Илмар Лапиньш: Почему я считаю произведение Константинова уникальным? Есть католическая месса. Там есть свой порядок, и многие композиторы это делают - Моцарт, Верди... Современные реквиемы - это Бриттен – военный реквием, где английский текст и латинский текст связываются с погибшими, со второй мировой войной. Один из таких знаменитых примеров - это Эндрю Ллойд Вебер, автор новых мюзиклов. В такой же манере он написал свой «Реквием». Но там все традиционно, кроме синтезаторов и джазового ударника.
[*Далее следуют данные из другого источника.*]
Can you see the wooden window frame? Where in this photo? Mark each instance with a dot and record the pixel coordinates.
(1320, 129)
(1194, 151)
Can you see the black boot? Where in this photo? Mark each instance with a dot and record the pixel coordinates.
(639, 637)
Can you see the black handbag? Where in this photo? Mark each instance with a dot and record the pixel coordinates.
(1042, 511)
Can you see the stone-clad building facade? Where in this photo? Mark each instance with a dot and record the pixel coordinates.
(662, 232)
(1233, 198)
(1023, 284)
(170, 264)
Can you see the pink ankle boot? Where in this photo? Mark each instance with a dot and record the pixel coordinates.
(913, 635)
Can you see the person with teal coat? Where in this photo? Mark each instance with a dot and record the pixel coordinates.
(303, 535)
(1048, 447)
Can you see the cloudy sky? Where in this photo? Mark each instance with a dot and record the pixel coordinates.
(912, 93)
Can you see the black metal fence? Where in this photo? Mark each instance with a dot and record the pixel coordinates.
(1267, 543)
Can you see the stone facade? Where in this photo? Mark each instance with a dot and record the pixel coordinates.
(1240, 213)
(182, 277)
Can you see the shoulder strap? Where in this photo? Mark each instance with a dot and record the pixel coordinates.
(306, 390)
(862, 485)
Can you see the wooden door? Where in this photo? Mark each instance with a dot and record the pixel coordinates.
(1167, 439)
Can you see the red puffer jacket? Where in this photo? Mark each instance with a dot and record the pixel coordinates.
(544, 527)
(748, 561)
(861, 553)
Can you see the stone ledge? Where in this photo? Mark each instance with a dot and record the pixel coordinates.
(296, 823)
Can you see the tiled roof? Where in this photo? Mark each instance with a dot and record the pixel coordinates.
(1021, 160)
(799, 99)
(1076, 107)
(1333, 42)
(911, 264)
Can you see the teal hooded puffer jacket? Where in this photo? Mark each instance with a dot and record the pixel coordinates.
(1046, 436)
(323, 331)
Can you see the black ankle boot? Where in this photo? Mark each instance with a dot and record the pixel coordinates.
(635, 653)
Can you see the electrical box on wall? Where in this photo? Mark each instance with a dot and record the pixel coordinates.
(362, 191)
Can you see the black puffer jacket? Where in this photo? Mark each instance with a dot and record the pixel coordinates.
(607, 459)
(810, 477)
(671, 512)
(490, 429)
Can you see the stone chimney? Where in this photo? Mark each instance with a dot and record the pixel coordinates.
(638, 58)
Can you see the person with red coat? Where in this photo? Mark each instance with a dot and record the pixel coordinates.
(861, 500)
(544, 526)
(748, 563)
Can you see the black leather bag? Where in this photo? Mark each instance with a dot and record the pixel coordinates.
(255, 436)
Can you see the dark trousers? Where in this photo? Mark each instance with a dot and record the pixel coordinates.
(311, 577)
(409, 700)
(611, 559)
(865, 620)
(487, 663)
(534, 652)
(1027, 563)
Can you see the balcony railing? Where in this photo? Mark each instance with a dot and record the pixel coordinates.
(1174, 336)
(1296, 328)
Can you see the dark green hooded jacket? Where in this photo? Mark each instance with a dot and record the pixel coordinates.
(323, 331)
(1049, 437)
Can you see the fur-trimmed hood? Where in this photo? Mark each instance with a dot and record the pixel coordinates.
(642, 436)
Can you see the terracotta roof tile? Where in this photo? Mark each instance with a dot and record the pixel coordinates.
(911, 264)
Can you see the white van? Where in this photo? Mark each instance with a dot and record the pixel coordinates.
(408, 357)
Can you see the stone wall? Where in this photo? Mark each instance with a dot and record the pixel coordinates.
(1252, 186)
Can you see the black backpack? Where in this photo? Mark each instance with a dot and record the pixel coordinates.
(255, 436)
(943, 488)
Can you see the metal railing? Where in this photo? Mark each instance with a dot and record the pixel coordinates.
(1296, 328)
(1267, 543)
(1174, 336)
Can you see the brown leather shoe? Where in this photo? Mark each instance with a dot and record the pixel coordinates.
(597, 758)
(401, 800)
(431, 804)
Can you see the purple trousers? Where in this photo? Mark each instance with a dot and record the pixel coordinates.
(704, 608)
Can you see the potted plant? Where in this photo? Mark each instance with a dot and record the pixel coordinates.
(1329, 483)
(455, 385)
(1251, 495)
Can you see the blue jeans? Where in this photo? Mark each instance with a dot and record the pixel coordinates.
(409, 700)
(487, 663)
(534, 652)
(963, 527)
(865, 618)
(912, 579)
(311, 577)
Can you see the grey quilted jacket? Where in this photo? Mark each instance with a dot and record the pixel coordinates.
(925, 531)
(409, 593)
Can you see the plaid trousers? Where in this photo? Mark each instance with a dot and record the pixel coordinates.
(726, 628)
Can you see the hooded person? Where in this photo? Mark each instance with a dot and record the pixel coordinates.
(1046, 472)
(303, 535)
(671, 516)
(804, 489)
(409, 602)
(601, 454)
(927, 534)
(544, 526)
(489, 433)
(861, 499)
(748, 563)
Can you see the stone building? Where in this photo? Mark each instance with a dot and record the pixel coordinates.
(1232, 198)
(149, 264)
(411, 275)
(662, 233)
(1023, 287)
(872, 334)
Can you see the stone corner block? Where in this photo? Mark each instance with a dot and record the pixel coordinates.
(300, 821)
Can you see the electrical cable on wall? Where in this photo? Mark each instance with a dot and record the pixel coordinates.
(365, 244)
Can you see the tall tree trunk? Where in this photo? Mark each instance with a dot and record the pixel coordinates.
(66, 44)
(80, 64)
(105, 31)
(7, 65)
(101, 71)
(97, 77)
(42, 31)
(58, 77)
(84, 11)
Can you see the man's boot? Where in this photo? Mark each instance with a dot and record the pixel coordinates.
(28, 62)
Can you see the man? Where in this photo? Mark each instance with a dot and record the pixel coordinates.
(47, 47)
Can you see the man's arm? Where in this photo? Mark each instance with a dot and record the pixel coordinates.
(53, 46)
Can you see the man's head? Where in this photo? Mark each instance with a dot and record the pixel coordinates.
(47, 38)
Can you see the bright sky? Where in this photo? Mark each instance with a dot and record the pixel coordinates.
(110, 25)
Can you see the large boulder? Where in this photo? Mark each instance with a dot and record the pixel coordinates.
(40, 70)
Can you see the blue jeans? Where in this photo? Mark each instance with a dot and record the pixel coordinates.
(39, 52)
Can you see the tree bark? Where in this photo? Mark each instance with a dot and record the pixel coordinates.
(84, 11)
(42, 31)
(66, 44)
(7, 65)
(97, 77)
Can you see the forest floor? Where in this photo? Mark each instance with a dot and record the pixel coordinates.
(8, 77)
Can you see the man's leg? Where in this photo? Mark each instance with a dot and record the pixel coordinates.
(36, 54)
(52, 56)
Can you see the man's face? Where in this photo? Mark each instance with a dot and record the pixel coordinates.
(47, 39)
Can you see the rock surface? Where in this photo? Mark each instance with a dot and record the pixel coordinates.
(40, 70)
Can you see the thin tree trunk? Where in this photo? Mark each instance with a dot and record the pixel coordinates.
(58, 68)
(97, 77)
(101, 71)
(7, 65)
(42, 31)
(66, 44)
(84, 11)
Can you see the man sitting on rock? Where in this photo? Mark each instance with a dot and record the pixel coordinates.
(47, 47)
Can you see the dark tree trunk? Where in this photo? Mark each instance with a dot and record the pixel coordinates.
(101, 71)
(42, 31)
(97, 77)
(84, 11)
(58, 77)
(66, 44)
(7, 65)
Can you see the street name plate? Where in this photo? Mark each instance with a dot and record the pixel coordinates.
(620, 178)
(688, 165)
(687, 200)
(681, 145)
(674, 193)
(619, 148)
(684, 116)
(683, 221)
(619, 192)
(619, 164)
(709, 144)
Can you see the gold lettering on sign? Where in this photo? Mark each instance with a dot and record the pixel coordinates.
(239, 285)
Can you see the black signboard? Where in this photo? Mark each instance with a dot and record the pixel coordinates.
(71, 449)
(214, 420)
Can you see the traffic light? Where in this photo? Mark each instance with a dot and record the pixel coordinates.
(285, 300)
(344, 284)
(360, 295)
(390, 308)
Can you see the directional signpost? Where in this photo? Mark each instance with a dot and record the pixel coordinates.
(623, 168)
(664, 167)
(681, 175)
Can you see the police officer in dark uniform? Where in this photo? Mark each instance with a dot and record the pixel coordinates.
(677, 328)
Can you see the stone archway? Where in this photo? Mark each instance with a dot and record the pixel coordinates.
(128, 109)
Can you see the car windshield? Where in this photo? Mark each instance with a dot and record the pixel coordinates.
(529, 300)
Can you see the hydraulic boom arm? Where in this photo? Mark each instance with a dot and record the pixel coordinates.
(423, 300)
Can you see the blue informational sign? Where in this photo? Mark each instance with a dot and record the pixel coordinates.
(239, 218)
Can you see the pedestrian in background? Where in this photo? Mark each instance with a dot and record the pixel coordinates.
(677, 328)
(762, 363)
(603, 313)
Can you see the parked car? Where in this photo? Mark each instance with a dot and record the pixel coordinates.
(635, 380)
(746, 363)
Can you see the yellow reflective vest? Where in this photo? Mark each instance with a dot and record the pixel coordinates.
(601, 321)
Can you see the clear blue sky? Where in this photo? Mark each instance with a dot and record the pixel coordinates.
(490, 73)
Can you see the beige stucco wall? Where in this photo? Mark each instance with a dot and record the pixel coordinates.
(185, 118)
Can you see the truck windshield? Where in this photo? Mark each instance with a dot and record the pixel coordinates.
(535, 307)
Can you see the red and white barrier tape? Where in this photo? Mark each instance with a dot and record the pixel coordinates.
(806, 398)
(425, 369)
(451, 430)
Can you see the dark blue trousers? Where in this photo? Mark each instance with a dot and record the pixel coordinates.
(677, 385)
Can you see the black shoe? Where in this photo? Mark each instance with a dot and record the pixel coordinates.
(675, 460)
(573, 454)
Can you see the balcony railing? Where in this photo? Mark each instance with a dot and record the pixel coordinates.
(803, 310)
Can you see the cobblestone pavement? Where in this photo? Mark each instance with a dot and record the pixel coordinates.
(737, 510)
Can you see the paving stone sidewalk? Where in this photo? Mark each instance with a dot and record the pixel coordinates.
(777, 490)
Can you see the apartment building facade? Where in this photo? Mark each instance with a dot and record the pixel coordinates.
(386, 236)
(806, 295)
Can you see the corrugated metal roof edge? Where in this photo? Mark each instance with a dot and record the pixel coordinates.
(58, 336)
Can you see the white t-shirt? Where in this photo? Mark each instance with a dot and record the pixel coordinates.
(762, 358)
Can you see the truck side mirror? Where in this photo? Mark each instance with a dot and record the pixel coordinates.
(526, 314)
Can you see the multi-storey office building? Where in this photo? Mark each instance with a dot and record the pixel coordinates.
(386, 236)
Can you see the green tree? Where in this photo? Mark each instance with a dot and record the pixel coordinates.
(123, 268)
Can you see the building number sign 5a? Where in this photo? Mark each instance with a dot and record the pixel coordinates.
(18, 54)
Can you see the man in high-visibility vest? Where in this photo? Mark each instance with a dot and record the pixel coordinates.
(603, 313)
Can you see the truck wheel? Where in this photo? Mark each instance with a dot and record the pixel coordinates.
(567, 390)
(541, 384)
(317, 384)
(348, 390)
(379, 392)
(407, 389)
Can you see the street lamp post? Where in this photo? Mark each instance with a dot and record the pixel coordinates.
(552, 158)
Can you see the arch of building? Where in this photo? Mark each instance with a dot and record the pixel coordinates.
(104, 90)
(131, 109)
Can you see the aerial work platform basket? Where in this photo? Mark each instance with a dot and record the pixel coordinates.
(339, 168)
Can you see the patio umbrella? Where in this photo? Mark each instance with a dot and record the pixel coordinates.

Здесь большой симфонический оркестр, большой хор, солистка, оперная певица и тенор джаз-рока. Музыка, по булгаковской терминологии, действительно, первой свежести. Я думаю, что это займет видное место в европейской и, может, мировой концертной практике.



Иван Толстой: Русские европейцы. Горбачев и Ельцин. Их портреты в исполнении Бориса Парамонова.



Борис Парамонов: Первых вождей новой демократической, то есть европейской, России, - как не посчитать их европейцами? уникальными русскими европейцами, которым удалось то, чего не удавалось ни одному русскому до них? Ведь нет никаких сомнений, что Россия (первоначально – Советский Союз) с конца восьмидесятых годов до 2000 года, по крайней мере, управлялась и жила по европейским стандартам.


Это и верно, и в то же время – вопиющая ложь. Думать, что в России в это время торжествовала демократия – значит, стать на точку зрения тех бедных людей, для которых была придумана утешительная (только вот утешающая ли?) рифма к демократии – дерьмократия. Куда вернее будет сказать, что горбачевски-ельцинские годы – это разгул анархии, бандитского беспредела, всеобщего обнищания и унизительной для традиционного русского сознания утраты страной великодержавного статуса. Говорить, что плюсы в этой ситуации были большее ее минусов, могут только люди, для которых альфа и омега национального бытия – свобода прессы и сексуальных меньшинств.


Едва ли не на поколение вперед русским массовым сознанием овладела идея – по существу предрассудок – тождественности свободы и анархии. В этом смысле Горбачев и Ельцин могут рассматриваться не как удачливые европейские реформаторы России, а как политические деятели, надолго (будем надеяться, что не навсегда) скомпрометировавшие западную идею в России.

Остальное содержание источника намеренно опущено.